Берет его дрожащей рукой, жадно прячет в рукав и засыпает с довольной улыбкой на холодном полу, который теплее его камеры.

#37.

…пришел Подсыпкин и начал орать о необходимости предоставления каждому персонажу персональной надбавки за работу в тяжких условиях, потому что «от подобной бездарщины зубы болят, а картонно-дубовые роли выматывают всех, включая Ильича». К тому же, он недоволен тем распутством, в котором ему приходиться участвовать, в частности, на постельные сцены со своим участием он разрешения не давал. Подсыпкин требовал куда-то бежать и что-то предпринимать, а не то он за себя не ручается, а убогий сюжет вылетит в трубу вместе с автором. При этом каждая фраза неизменно заканчивалась заклинанием «именем альтернативного профсоюза персонажей».

Когда секретарша смогла унять не на шутку разошедшегося Подсыпкина и вытолкать его в коридор, откуда еще долго доносились возмущенные возгласы, перед Кореневым открылась высокая резная дверь. Он вошел и сел в кресло.

– Ну что, помог вам Подсыпкин? Вы на него возлагали особые надежды, кажется, – спросил Директор без предварительных приветствий и расшаркиваний. В этот раз он сменил трубку на сигарету. Сигареты он выкуривал в одну мощную затяжку и тушил «бычки» в фарфоровой пепельнице в виде вскрытой консервной банки.

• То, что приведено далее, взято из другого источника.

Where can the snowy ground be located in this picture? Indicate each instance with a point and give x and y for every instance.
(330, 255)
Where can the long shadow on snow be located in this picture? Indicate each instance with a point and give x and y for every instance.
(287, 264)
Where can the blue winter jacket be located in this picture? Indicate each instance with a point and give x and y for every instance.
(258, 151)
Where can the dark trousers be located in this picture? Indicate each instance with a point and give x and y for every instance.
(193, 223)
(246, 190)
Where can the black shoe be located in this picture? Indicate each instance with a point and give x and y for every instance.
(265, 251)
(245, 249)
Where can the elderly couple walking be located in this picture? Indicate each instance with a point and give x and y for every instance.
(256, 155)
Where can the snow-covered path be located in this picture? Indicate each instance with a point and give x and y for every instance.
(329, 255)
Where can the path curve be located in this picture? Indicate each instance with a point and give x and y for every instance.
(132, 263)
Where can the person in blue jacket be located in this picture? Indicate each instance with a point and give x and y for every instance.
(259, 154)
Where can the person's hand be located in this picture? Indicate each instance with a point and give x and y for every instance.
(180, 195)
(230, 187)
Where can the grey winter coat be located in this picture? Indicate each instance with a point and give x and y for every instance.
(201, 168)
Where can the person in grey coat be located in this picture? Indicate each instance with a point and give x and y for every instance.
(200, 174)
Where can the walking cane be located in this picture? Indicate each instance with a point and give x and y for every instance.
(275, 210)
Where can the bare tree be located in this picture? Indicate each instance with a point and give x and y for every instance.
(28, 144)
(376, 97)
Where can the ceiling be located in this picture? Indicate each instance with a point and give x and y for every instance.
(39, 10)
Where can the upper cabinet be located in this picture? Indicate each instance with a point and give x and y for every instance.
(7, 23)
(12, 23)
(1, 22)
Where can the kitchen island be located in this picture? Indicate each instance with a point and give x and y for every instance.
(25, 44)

– Не помог, да вы и сами об этом знаете, – сказал Коренев. Даже сквозь сон болели бока.

– А вы мне не верили, – с удовлетворением отметил Директор. – Мало вы еще в жизни разбираетесь, и рукопись ваша слаба. Вон, как Подсыпкин недоволен отведенной ролью! Он хоть и книжный персонаж, а не хочет участвовать в вашем балагане. Все утро жалуется, секретаря до головной боли довел своими стенаниями.

– Рукопись не слаба, – насупился Коренев и перешел в нападение. Ему надоело, что его нетленку пинают все кому не лень. – Вы ее читали?

– Читал и знаю, что вам самому не нравится.

– С чего вы взяли? Может, она гениальна и мое лучшее произведение, предмет особой гордости?

– Была бы хороша, вы бы к Дедуле на поклон не ездили, – сказал Директор. – Бедный старичок, он вас насквозь видел, ему взгляда хватило. Жаль, что взгляд оказался последним.

И об этом знает, мысли читает.

– Нет, мысли я не читаю, вы заблуждаетесь, а про поездку знаю из своих источников. На ваши мысли надеяться – дураком помрешь.

Директор пребывал в скверном расположении духа и не стеснялся в выражениях.

– Правда, что у вас много лиц? – спросил Коренев ни к селу, ни к городу.